Während seiner dreijährigen Haft in „schwarzen“ CIA-Gefängnissen im marokkanischen Rabat und im rumänischen Bukarest soll Hambali der Folter mit Waterboarding, Schlafentzug, Schlägen, Ankettungen in schmerzhaften Stellungen sowie anderen sogenannten verschärften Verhörbedingungen unterzogen worden sein. „Aus meiner Sicht ist dies fatal für einen fairen Prozess“, sagte der Anwalt des Mitangeklagten Bin Lep der Nachrichtenagentur AP.

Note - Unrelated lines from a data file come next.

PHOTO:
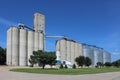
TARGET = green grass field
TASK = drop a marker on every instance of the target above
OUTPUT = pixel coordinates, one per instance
(67, 71)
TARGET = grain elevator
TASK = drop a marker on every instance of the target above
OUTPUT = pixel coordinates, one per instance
(21, 42)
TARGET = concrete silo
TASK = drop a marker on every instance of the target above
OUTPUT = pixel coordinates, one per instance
(72, 52)
(23, 47)
(39, 23)
(9, 47)
(76, 50)
(15, 46)
(30, 45)
(41, 41)
(68, 50)
(88, 52)
(80, 49)
(36, 41)
(58, 54)
(100, 58)
(63, 50)
(106, 57)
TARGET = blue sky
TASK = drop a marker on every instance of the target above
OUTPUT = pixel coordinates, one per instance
(95, 22)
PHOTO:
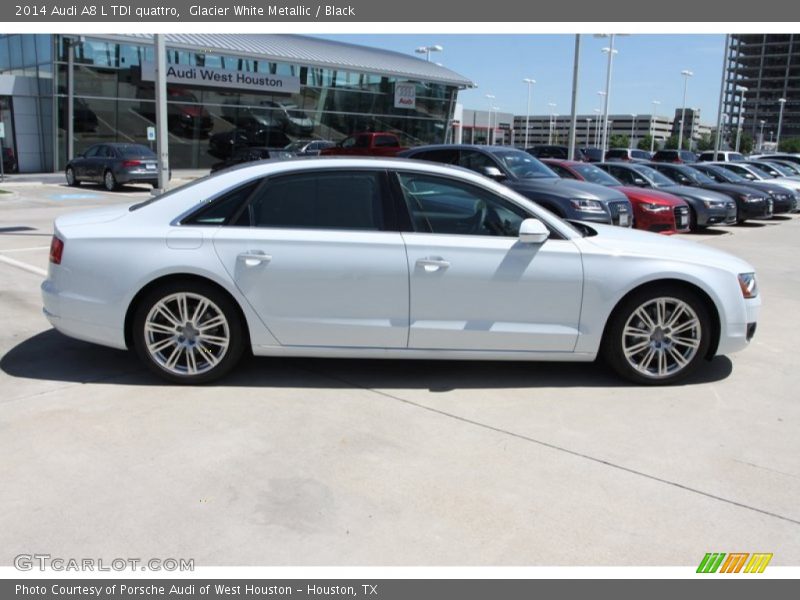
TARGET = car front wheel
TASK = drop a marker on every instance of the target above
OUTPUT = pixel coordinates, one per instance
(188, 332)
(658, 335)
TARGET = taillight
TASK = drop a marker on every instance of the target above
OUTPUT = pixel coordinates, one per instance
(56, 250)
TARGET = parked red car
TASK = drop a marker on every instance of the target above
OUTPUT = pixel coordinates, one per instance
(652, 210)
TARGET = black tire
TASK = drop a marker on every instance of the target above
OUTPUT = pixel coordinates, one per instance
(72, 180)
(109, 181)
(661, 341)
(150, 332)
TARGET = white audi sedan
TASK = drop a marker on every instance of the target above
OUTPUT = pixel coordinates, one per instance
(386, 258)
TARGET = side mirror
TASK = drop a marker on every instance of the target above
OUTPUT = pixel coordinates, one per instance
(493, 173)
(533, 231)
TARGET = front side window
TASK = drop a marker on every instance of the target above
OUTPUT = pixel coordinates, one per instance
(444, 206)
(320, 200)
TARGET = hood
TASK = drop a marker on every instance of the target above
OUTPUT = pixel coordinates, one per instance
(621, 240)
(730, 188)
(685, 191)
(90, 217)
(569, 188)
(650, 195)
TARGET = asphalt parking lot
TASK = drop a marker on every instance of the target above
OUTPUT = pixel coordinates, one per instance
(356, 462)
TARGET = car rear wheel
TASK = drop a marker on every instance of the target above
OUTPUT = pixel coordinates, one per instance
(658, 335)
(188, 332)
(109, 181)
(71, 179)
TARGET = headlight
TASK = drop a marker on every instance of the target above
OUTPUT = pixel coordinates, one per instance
(747, 281)
(587, 205)
(649, 206)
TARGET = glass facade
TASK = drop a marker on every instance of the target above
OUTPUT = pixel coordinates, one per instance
(26, 101)
(113, 103)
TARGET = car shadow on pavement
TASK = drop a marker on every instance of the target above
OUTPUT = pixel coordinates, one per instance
(50, 356)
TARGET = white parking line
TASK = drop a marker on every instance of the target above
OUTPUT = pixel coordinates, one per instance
(24, 249)
(23, 266)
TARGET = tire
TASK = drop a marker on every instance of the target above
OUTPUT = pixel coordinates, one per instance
(640, 341)
(182, 346)
(71, 179)
(109, 181)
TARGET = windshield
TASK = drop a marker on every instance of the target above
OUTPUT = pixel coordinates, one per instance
(697, 176)
(657, 178)
(594, 175)
(523, 166)
(781, 169)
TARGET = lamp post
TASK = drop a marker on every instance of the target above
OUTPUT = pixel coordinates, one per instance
(597, 125)
(652, 126)
(489, 97)
(426, 50)
(780, 124)
(530, 83)
(686, 74)
(552, 106)
(739, 120)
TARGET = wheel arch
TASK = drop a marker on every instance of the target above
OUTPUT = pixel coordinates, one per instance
(172, 277)
(709, 303)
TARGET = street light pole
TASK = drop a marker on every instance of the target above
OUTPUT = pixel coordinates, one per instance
(652, 126)
(489, 97)
(780, 123)
(530, 83)
(739, 121)
(611, 53)
(686, 74)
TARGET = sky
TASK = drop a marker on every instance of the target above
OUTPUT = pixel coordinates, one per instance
(647, 67)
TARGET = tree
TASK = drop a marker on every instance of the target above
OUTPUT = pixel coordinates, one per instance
(645, 143)
(746, 143)
(790, 145)
(672, 143)
(618, 141)
(705, 143)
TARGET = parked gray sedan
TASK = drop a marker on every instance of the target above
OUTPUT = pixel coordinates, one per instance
(114, 164)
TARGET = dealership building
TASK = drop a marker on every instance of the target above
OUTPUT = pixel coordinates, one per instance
(223, 91)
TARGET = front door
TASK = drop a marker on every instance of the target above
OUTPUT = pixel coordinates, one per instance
(474, 285)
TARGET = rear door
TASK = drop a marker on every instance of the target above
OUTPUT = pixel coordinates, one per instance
(322, 263)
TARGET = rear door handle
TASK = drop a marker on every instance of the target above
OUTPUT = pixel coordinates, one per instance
(254, 258)
(432, 264)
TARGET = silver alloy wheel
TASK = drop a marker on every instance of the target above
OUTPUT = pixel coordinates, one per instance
(661, 337)
(186, 334)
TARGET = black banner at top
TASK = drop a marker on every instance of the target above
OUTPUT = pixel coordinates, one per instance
(355, 11)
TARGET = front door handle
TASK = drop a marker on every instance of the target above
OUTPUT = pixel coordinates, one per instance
(254, 258)
(432, 264)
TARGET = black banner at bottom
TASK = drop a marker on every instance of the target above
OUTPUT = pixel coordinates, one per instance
(733, 588)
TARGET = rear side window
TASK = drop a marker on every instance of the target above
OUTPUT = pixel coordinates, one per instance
(226, 209)
(329, 200)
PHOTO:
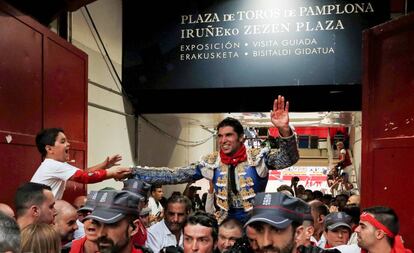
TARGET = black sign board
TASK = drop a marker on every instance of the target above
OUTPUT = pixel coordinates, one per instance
(240, 44)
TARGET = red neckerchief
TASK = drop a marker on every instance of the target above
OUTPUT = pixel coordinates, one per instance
(398, 246)
(328, 246)
(236, 158)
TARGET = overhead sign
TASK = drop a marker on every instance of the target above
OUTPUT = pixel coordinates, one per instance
(246, 43)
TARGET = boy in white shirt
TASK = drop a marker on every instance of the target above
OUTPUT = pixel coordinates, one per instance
(55, 171)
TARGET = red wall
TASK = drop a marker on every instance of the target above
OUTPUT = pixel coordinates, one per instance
(43, 83)
(388, 123)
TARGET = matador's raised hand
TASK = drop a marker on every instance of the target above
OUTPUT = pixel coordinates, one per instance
(280, 116)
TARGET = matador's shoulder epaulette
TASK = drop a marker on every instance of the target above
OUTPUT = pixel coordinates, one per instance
(254, 155)
(210, 159)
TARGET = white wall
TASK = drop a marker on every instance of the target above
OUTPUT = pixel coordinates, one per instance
(109, 132)
(114, 133)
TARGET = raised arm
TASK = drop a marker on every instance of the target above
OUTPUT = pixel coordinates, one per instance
(288, 153)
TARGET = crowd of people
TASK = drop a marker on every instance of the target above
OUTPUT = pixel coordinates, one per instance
(236, 215)
(120, 221)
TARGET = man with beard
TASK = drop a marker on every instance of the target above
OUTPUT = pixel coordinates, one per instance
(276, 223)
(378, 231)
(229, 231)
(200, 233)
(34, 204)
(65, 223)
(169, 231)
(238, 173)
(116, 215)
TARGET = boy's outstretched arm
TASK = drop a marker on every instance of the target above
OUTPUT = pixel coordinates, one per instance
(108, 163)
(99, 175)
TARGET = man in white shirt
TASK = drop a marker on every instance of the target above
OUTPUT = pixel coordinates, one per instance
(169, 232)
(54, 171)
(157, 211)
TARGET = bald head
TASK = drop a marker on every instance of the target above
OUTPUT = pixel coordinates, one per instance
(318, 210)
(7, 210)
(354, 200)
(65, 221)
(79, 201)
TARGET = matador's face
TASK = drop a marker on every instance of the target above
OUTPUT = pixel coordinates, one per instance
(229, 141)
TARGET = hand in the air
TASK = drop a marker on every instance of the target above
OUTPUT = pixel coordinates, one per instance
(119, 172)
(280, 116)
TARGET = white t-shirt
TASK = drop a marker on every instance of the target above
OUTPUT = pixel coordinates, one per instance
(159, 237)
(54, 174)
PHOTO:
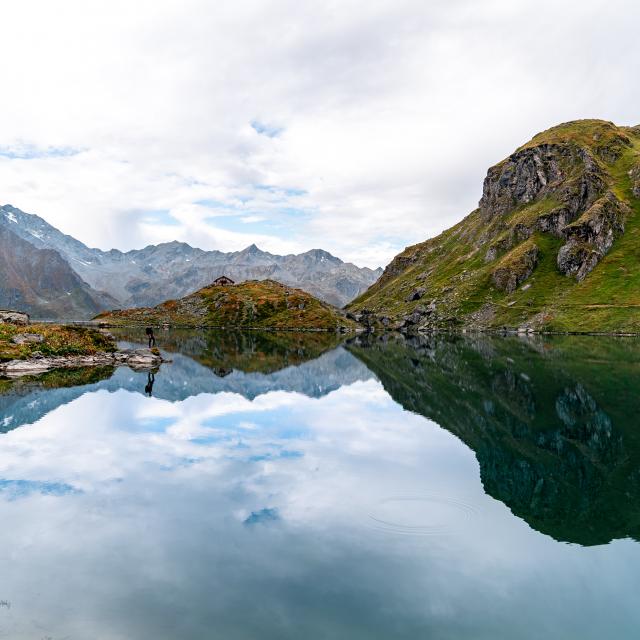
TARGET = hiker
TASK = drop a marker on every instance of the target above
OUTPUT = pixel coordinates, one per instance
(151, 378)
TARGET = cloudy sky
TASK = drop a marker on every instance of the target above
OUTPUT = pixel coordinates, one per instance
(356, 126)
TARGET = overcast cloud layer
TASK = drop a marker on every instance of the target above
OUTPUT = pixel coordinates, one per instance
(356, 126)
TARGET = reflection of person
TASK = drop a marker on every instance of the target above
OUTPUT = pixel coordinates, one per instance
(151, 378)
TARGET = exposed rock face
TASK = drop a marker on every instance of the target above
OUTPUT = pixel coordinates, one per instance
(557, 205)
(27, 338)
(41, 282)
(634, 174)
(146, 277)
(14, 317)
(591, 236)
(134, 358)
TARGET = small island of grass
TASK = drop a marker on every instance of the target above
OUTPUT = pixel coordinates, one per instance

Die Bali-Anschläge 2002 waren ein Weckruf für Indonesiens Sicherheitsbehörden, die mithilfe Australiens – damals kamen die meisten Opfer von dort – wesentlich effizienter gemacht wurden. Seitdem gab es in Indonesien zwar noch Anschläge, doch mit geringeren Opferzahlen.
Inzwischen hat Jakarta das Terrorproblem weitgehend im Griff. Dabei mobilisierten die Kriege in Irak, Libyen und Syrien auch Indonesier, die sich dort militanten Islamisten anschlossen. Nach ihrer Rückkehr werden sie stärker überwacht und teilweise in Deradikalisierungsprogramme gesteckt.